Open Source AI needs to require data to be viable

juliaferraioli · June 6, 2024, 5:56pm

@zack and @shujisado on field of use restrictions – individual components may be covered by their individual licenses (depending on what conformant/compliant wind up meaning), but the overall system may be subject to additional terms, which is why we need this to be explicit. See explanation in the parent post.

Nobody is rebuilding from scratch OLMo or Pythia just because they want to replicate the build before shipping it to their users (like Debian does for its software packages.) It makes no sense to do so: retraining a system is not going to generate an identical system anyway, and it’s guaranteed to cost money and time without even generating academic points.

I vehemently disagree with your evaluation here, @stefano.
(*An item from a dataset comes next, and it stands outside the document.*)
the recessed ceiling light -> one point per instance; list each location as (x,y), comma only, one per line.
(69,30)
Nobody may be doing it right now, but for broader adoption it is critical to have the capability to do so. Just because you don’t see a use here, doesn’t mean there isn’t one. We’re talking about statistical models. Even if the resulting system is not 100% line for line identical, the resulting system should produce the same results from a statistical standpoint given the same parameters.

Is the draft Open Source AI Definition working as intended?

It still is not clear how it is intended to work. I hear conflicting information all over this thread. Until the criteria are concrete, then exercises to evaluate systems are subject to extensive subjective interpretation, meaning you cannot normalize their results against each other.

Please correct me if I’m missing some overarching point here, but the counterargument against requiring data seems to be “it’s too hard”?

I echo @spotaws’s comment:

If the subtext here is that “there are not enough good open datasets for training AI systems”, then let’s invest time and money in that instead of lowering the bar, which will have a chilling effect broader than AI.

Great call out @nick on the license change for dolma. Given that, I do think that OLMo would qualify as open source based on the criteria that I posit is necessary. Pythia still would not as the data are not licensed.